The G-7 Finance Ministers and Central Bank Governors issued a joint statement commenting on the state of the global economy last week.

They explained that:

"The global economy continues to face a difficult period. We remain positive about the long-term resilience of our economies, but near-term global economic prospects have weakened."

"While economic conditions differ in our countries, downside risks to the outlook persist in view of the ongoing weakness in US residential housing markets, stressed global financial market conditions, the international impact of high oil and commodity prices, and consequent inflation pressures."

"The performance of emerging markets has been a bright spot, but these countries as well are not immune from global forces," they explained, going on to observe that:

"The turmoil in global financial markets remains challenging and more protracted than we had anticipated. In the context of a weaker economic outlook, financial markets confront the interrelated issues of: re-pricing of risk and significant de-leveraging; managing counterparty risks; accommodating balance sheet adjustments; raising capital; improving the liquidity and functioning of key markets."

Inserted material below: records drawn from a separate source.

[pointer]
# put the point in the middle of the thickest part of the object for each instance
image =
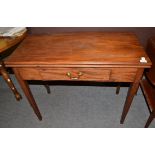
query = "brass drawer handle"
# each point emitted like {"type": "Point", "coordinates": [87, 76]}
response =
{"type": "Point", "coordinates": [69, 74]}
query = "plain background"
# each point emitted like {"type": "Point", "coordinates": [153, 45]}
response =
{"type": "Point", "coordinates": [69, 13]}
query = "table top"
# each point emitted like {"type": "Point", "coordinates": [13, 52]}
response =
{"type": "Point", "coordinates": [80, 48]}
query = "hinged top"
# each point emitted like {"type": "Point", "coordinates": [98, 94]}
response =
{"type": "Point", "coordinates": [81, 49]}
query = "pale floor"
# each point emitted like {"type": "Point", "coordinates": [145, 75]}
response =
{"type": "Point", "coordinates": [71, 107]}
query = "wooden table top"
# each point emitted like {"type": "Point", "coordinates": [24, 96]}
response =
{"type": "Point", "coordinates": [80, 48]}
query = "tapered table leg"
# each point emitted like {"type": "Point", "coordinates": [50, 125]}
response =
{"type": "Point", "coordinates": [28, 94]}
{"type": "Point", "coordinates": [131, 93]}
{"type": "Point", "coordinates": [8, 80]}
{"type": "Point", "coordinates": [150, 119]}
{"type": "Point", "coordinates": [118, 88]}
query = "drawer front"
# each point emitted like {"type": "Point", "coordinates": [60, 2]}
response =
{"type": "Point", "coordinates": [85, 74]}
{"type": "Point", "coordinates": [81, 74]}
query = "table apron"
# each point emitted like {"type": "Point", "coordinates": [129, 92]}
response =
{"type": "Point", "coordinates": [78, 74]}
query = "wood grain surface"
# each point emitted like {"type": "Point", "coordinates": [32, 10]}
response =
{"type": "Point", "coordinates": [85, 48]}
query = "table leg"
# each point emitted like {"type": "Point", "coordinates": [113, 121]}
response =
{"type": "Point", "coordinates": [131, 93]}
{"type": "Point", "coordinates": [28, 94]}
{"type": "Point", "coordinates": [8, 80]}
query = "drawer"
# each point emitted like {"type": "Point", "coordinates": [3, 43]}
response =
{"type": "Point", "coordinates": [82, 74]}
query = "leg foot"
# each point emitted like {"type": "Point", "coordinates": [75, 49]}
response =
{"type": "Point", "coordinates": [8, 80]}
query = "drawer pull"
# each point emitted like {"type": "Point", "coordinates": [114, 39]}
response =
{"type": "Point", "coordinates": [69, 74]}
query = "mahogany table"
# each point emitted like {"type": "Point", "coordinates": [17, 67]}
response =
{"type": "Point", "coordinates": [5, 44]}
{"type": "Point", "coordinates": [81, 56]}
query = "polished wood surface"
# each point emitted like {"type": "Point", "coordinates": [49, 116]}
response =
{"type": "Point", "coordinates": [148, 84]}
{"type": "Point", "coordinates": [82, 56]}
{"type": "Point", "coordinates": [122, 49]}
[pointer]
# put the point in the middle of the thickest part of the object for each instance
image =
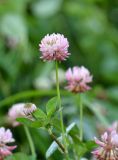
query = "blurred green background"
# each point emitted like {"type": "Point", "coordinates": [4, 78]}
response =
{"type": "Point", "coordinates": [91, 27]}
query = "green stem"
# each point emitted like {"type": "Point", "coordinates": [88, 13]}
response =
{"type": "Point", "coordinates": [31, 144]}
{"type": "Point", "coordinates": [56, 140]}
{"type": "Point", "coordinates": [81, 117]}
{"type": "Point", "coordinates": [59, 102]}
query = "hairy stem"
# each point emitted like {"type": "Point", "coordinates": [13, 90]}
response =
{"type": "Point", "coordinates": [31, 144]}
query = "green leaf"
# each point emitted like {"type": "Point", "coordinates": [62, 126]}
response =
{"type": "Point", "coordinates": [24, 121]}
{"type": "Point", "coordinates": [51, 106]}
{"type": "Point", "coordinates": [39, 114]}
{"type": "Point", "coordinates": [18, 156]}
{"type": "Point", "coordinates": [54, 146]}
{"type": "Point", "coordinates": [30, 123]}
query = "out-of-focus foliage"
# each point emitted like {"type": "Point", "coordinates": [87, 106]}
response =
{"type": "Point", "coordinates": [92, 30]}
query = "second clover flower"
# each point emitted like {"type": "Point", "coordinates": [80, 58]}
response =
{"type": "Point", "coordinates": [54, 47]}
{"type": "Point", "coordinates": [78, 79]}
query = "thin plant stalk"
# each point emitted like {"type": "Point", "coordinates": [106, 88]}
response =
{"type": "Point", "coordinates": [31, 144]}
{"type": "Point", "coordinates": [81, 117]}
{"type": "Point", "coordinates": [59, 103]}
{"type": "Point", "coordinates": [56, 140]}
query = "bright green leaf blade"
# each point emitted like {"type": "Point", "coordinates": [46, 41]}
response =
{"type": "Point", "coordinates": [30, 123]}
{"type": "Point", "coordinates": [18, 156]}
{"type": "Point", "coordinates": [51, 106]}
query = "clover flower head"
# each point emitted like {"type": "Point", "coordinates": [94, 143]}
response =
{"type": "Point", "coordinates": [29, 108]}
{"type": "Point", "coordinates": [108, 146]}
{"type": "Point", "coordinates": [78, 79]}
{"type": "Point", "coordinates": [54, 47]}
{"type": "Point", "coordinates": [5, 138]}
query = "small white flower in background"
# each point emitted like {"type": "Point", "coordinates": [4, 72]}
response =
{"type": "Point", "coordinates": [20, 110]}
{"type": "Point", "coordinates": [5, 138]}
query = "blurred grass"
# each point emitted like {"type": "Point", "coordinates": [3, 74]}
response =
{"type": "Point", "coordinates": [91, 27]}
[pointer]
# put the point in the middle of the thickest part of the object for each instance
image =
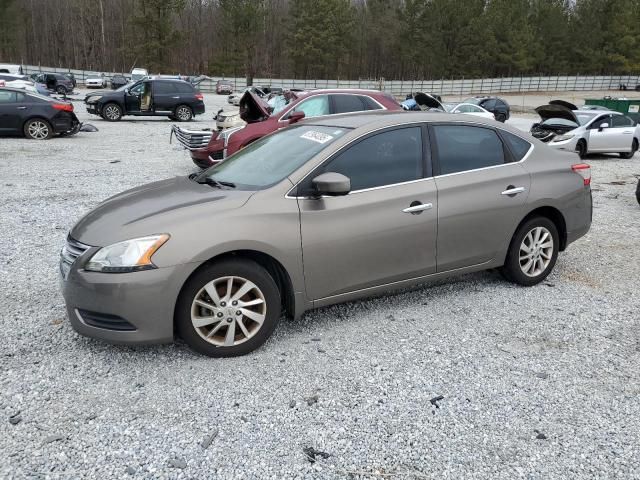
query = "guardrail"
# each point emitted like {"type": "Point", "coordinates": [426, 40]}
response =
{"type": "Point", "coordinates": [402, 87]}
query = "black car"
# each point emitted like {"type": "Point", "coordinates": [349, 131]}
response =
{"type": "Point", "coordinates": [35, 116]}
{"type": "Point", "coordinates": [57, 82]}
{"type": "Point", "coordinates": [118, 81]}
{"type": "Point", "coordinates": [176, 99]}
{"type": "Point", "coordinates": [496, 105]}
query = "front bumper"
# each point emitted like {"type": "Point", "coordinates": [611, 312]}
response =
{"type": "Point", "coordinates": [125, 308]}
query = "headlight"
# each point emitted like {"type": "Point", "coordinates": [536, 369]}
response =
{"type": "Point", "coordinates": [226, 134]}
{"type": "Point", "coordinates": [128, 256]}
{"type": "Point", "coordinates": [562, 138]}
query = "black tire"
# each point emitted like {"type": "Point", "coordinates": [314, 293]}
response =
{"type": "Point", "coordinates": [240, 269]}
{"type": "Point", "coordinates": [581, 148]}
{"type": "Point", "coordinates": [183, 113]}
{"type": "Point", "coordinates": [512, 269]}
{"type": "Point", "coordinates": [112, 112]}
{"type": "Point", "coordinates": [634, 149]}
{"type": "Point", "coordinates": [37, 129]}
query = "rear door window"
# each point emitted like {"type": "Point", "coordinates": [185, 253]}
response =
{"type": "Point", "coordinates": [386, 158]}
{"type": "Point", "coordinates": [463, 147]}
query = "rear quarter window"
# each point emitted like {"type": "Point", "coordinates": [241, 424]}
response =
{"type": "Point", "coordinates": [518, 146]}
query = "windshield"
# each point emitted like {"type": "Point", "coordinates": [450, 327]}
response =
{"type": "Point", "coordinates": [274, 157]}
{"type": "Point", "coordinates": [563, 122]}
{"type": "Point", "coordinates": [277, 103]}
{"type": "Point", "coordinates": [585, 118]}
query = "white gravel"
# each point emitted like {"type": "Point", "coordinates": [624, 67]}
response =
{"type": "Point", "coordinates": [536, 383]}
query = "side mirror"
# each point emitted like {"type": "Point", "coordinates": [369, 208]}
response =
{"type": "Point", "coordinates": [332, 184]}
{"type": "Point", "coordinates": [295, 117]}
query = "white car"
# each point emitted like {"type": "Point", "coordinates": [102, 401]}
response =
{"type": "Point", "coordinates": [469, 109]}
{"type": "Point", "coordinates": [96, 81]}
{"type": "Point", "coordinates": [17, 81]}
{"type": "Point", "coordinates": [586, 131]}
{"type": "Point", "coordinates": [234, 98]}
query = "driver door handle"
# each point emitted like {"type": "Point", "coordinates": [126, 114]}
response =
{"type": "Point", "coordinates": [417, 208]}
{"type": "Point", "coordinates": [511, 190]}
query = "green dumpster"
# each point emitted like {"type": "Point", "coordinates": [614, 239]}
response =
{"type": "Point", "coordinates": [630, 107]}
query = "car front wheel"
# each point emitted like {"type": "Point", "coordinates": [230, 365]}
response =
{"type": "Point", "coordinates": [183, 113]}
{"type": "Point", "coordinates": [228, 308]}
{"type": "Point", "coordinates": [532, 253]}
{"type": "Point", "coordinates": [38, 129]}
{"type": "Point", "coordinates": [112, 112]}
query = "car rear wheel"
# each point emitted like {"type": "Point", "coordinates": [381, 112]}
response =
{"type": "Point", "coordinates": [581, 149]}
{"type": "Point", "coordinates": [532, 253]}
{"type": "Point", "coordinates": [38, 129]}
{"type": "Point", "coordinates": [112, 112]}
{"type": "Point", "coordinates": [228, 308]}
{"type": "Point", "coordinates": [634, 149]}
{"type": "Point", "coordinates": [183, 113]}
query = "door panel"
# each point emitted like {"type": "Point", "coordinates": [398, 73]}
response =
{"type": "Point", "coordinates": [474, 218]}
{"type": "Point", "coordinates": [365, 238]}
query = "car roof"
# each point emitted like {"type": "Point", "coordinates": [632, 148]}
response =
{"type": "Point", "coordinates": [376, 119]}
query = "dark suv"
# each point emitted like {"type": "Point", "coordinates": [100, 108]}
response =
{"type": "Point", "coordinates": [57, 82]}
{"type": "Point", "coordinates": [496, 105]}
{"type": "Point", "coordinates": [176, 99]}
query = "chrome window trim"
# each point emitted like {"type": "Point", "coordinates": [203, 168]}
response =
{"type": "Point", "coordinates": [382, 107]}
{"type": "Point", "coordinates": [465, 122]}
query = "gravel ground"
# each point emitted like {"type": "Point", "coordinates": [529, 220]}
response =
{"type": "Point", "coordinates": [533, 383]}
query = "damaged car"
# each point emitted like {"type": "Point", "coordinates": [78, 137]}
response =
{"type": "Point", "coordinates": [35, 116]}
{"type": "Point", "coordinates": [208, 148]}
{"type": "Point", "coordinates": [565, 127]}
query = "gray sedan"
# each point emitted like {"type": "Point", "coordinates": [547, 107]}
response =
{"type": "Point", "coordinates": [326, 211]}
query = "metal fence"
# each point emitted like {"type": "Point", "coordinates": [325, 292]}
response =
{"type": "Point", "coordinates": [400, 88]}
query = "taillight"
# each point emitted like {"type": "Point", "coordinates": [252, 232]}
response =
{"type": "Point", "coordinates": [65, 107]}
{"type": "Point", "coordinates": [584, 170]}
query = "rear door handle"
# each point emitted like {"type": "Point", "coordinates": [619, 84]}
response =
{"type": "Point", "coordinates": [418, 207]}
{"type": "Point", "coordinates": [511, 190]}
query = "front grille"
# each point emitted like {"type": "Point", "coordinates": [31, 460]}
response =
{"type": "Point", "coordinates": [105, 320]}
{"type": "Point", "coordinates": [192, 139]}
{"type": "Point", "coordinates": [217, 156]}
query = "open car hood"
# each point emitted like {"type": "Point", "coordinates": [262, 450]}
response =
{"type": "Point", "coordinates": [556, 111]}
{"type": "Point", "coordinates": [253, 108]}
{"type": "Point", "coordinates": [563, 103]}
{"type": "Point", "coordinates": [428, 101]}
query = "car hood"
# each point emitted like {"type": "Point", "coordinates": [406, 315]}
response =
{"type": "Point", "coordinates": [154, 208]}
{"type": "Point", "coordinates": [426, 100]}
{"type": "Point", "coordinates": [556, 111]}
{"type": "Point", "coordinates": [253, 108]}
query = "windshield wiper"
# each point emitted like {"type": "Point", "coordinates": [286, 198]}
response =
{"type": "Point", "coordinates": [216, 183]}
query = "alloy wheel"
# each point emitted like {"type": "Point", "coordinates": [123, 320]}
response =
{"type": "Point", "coordinates": [536, 251]}
{"type": "Point", "coordinates": [38, 130]}
{"type": "Point", "coordinates": [183, 113]}
{"type": "Point", "coordinates": [228, 311]}
{"type": "Point", "coordinates": [112, 112]}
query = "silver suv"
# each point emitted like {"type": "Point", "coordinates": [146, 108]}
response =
{"type": "Point", "coordinates": [326, 211]}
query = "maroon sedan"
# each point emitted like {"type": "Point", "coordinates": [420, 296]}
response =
{"type": "Point", "coordinates": [262, 117]}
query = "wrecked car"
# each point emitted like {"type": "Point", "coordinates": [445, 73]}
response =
{"type": "Point", "coordinates": [565, 127]}
{"type": "Point", "coordinates": [209, 148]}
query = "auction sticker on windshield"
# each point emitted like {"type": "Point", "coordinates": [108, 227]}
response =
{"type": "Point", "coordinates": [316, 136]}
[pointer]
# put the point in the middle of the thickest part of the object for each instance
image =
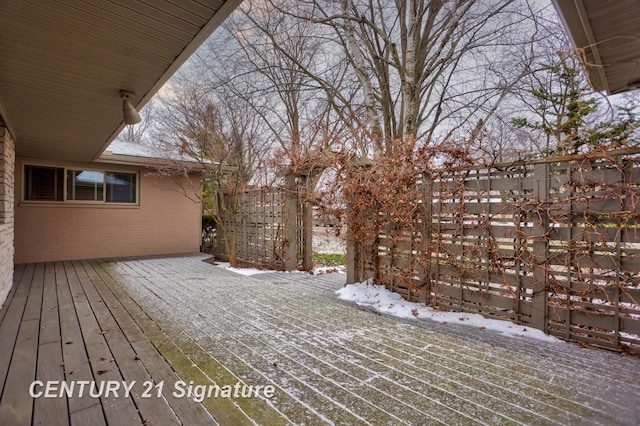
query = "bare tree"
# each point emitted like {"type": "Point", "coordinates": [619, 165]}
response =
{"type": "Point", "coordinates": [423, 69]}
{"type": "Point", "coordinates": [220, 135]}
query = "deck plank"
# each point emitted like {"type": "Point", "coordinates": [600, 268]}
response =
{"type": "Point", "coordinates": [131, 365]}
{"type": "Point", "coordinates": [16, 406]}
{"type": "Point", "coordinates": [74, 355]}
{"type": "Point", "coordinates": [118, 411]}
{"type": "Point", "coordinates": [11, 322]}
{"type": "Point", "coordinates": [187, 410]}
{"type": "Point", "coordinates": [50, 411]}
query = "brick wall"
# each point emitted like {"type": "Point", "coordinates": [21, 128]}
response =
{"type": "Point", "coordinates": [7, 168]}
{"type": "Point", "coordinates": [165, 222]}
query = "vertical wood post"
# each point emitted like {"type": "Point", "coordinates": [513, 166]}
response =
{"type": "Point", "coordinates": [539, 311]}
{"type": "Point", "coordinates": [307, 226]}
{"type": "Point", "coordinates": [290, 249]}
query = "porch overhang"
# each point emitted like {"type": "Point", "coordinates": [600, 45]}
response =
{"type": "Point", "coordinates": [607, 37]}
{"type": "Point", "coordinates": [63, 64]}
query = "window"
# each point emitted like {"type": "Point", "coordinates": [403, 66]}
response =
{"type": "Point", "coordinates": [60, 184]}
{"type": "Point", "coordinates": [43, 183]}
{"type": "Point", "coordinates": [85, 185]}
{"type": "Point", "coordinates": [121, 187]}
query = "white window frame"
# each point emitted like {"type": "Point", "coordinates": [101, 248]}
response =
{"type": "Point", "coordinates": [66, 201]}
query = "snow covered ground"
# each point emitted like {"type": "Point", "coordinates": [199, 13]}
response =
{"type": "Point", "coordinates": [384, 301]}
{"type": "Point", "coordinates": [331, 362]}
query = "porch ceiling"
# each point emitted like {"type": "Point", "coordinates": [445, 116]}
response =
{"type": "Point", "coordinates": [62, 65]}
{"type": "Point", "coordinates": [609, 34]}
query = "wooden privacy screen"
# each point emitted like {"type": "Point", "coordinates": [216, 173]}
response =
{"type": "Point", "coordinates": [271, 227]}
{"type": "Point", "coordinates": [553, 244]}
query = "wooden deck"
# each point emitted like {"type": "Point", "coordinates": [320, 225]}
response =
{"type": "Point", "coordinates": [66, 322]}
{"type": "Point", "coordinates": [140, 322]}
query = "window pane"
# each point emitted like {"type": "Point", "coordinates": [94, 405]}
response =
{"type": "Point", "coordinates": [86, 185]}
{"type": "Point", "coordinates": [43, 183]}
{"type": "Point", "coordinates": [121, 187]}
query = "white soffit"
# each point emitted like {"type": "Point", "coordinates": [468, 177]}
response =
{"type": "Point", "coordinates": [607, 34]}
{"type": "Point", "coordinates": [62, 65]}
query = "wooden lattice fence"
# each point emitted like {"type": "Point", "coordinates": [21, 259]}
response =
{"type": "Point", "coordinates": [551, 244]}
{"type": "Point", "coordinates": [271, 229]}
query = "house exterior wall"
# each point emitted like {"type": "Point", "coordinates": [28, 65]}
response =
{"type": "Point", "coordinates": [7, 185]}
{"type": "Point", "coordinates": [166, 221]}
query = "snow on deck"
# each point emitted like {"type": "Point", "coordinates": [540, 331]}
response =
{"type": "Point", "coordinates": [333, 362]}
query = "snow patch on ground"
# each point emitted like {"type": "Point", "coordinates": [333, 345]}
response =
{"type": "Point", "coordinates": [242, 271]}
{"type": "Point", "coordinates": [384, 301]}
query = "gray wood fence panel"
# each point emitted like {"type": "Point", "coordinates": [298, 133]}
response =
{"type": "Point", "coordinates": [553, 245]}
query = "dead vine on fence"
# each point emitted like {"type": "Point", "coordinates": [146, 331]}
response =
{"type": "Point", "coordinates": [507, 241]}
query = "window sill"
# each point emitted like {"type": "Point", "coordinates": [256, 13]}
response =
{"type": "Point", "coordinates": [74, 204]}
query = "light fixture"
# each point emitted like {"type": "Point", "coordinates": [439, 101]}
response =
{"type": "Point", "coordinates": [128, 111]}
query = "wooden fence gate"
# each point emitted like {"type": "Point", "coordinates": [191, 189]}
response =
{"type": "Point", "coordinates": [552, 244]}
{"type": "Point", "coordinates": [273, 227]}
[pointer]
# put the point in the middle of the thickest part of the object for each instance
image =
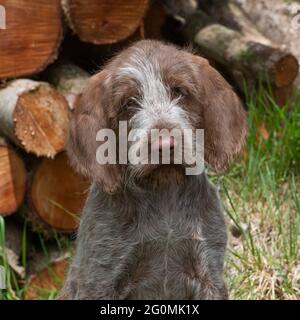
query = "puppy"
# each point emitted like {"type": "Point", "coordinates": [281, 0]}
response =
{"type": "Point", "coordinates": [151, 231]}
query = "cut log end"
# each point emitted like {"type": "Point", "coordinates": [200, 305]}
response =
{"type": "Point", "coordinates": [104, 22]}
{"type": "Point", "coordinates": [32, 38]}
{"type": "Point", "coordinates": [285, 70]}
{"type": "Point", "coordinates": [56, 196]}
{"type": "Point", "coordinates": [12, 181]}
{"type": "Point", "coordinates": [41, 121]}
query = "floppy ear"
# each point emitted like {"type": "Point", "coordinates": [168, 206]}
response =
{"type": "Point", "coordinates": [223, 118]}
{"type": "Point", "coordinates": [93, 113]}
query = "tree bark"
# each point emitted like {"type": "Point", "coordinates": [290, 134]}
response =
{"type": "Point", "coordinates": [34, 116]}
{"type": "Point", "coordinates": [104, 22]}
{"type": "Point", "coordinates": [55, 197]}
{"type": "Point", "coordinates": [277, 20]}
{"type": "Point", "coordinates": [32, 36]}
{"type": "Point", "coordinates": [12, 181]}
{"type": "Point", "coordinates": [69, 80]}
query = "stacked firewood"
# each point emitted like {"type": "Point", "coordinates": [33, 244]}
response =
{"type": "Point", "coordinates": [50, 48]}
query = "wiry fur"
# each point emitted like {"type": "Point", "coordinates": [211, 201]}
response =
{"type": "Point", "coordinates": [153, 232]}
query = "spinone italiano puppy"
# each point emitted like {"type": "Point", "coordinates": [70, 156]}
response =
{"type": "Point", "coordinates": [152, 231]}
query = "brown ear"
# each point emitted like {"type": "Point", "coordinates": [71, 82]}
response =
{"type": "Point", "coordinates": [92, 114]}
{"type": "Point", "coordinates": [223, 117]}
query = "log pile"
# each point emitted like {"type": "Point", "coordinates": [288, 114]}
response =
{"type": "Point", "coordinates": [48, 52]}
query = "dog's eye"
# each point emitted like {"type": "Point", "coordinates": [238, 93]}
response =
{"type": "Point", "coordinates": [178, 92]}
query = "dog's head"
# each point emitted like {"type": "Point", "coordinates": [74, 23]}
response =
{"type": "Point", "coordinates": [155, 86]}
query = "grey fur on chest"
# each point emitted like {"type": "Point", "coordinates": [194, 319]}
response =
{"type": "Point", "coordinates": [164, 244]}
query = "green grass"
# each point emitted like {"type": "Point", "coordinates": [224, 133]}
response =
{"type": "Point", "coordinates": [260, 196]}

"We welcome efforts by many financial institutions to improve disclosure of exposures to structured products and related risks, and raise significant new capital."

"We reaffirmed our strong commitment to continue working closely together to restore sustained growth, maintain price stability, and ensure the smooth and orderly functioning of our financial systems. We welcome the coordination by major central banks to address liquidity pressures in funding markets and recognize the importance of their coordinated actions to address disruptions in global financial markets."

The group went on to state that:

"We endorse the following FSF proposals for implementation by end-2008:

  • Strengthening prudential oversight of capital, liquidity, and risk management: The Basel II capital framework needs timely implementation. The Basel Committee should raise capital requirements for complex structured credit instruments and off-balance sheet vehicles, require additional stress testing, and enhance their monitoring.
  • Enhancing transparency and valuation: The Basel Committee should issue further guidance to enhance the supervisory assessment of banks' valuation processes to strengthen disclosures for off-balance sheet entities, securitization exposures, and liquidity commitments.
  • Changing the role and uses of credit ratings: Investors need to improve their due diligence in the use of ratings.
  • Credit rating agencies should take effective action (consistent with IOSCO's revised code of conduct) to address the potential for conflicts of interest in their activities, clearly differentiate the ratings for structured products, improve their disclosure of rating methodologies, and assess the quality of information provided by originators, arrangers, and issuers of structured products.
  • Strengthening the authorities' responsiveness to risk: Supervisors and central banks should further strengthen cooperation and exchange of information, including the assessment of financial stability risks. It is important that an "international college of supervisors" be established for each of the largest global financial institutions. Market authorities also should act cooperatively and swiftly to investigate and penalize fraud, market abuse, and manipulation.
  • Implementing robust arrangements for dealing with stress in the financial system: Central banks should be able to supply liquidity effectively during financial system stress, and authorities should review and where necessary strengthen their arrangements for dealing with weak and failing banks, domestically and cross-border.

The Finance Ministers and Central Bank chiefs went on to state that:

"The current financial market turmoil also has raised broad policy issues about the appropriate regulatory frameworks of our financial sectors. We have reaffirmed the importance of reviewing regulatory frameworks to consider whether changes are necessary to ensure that our financial systems are as efficient and stable as possible in the future."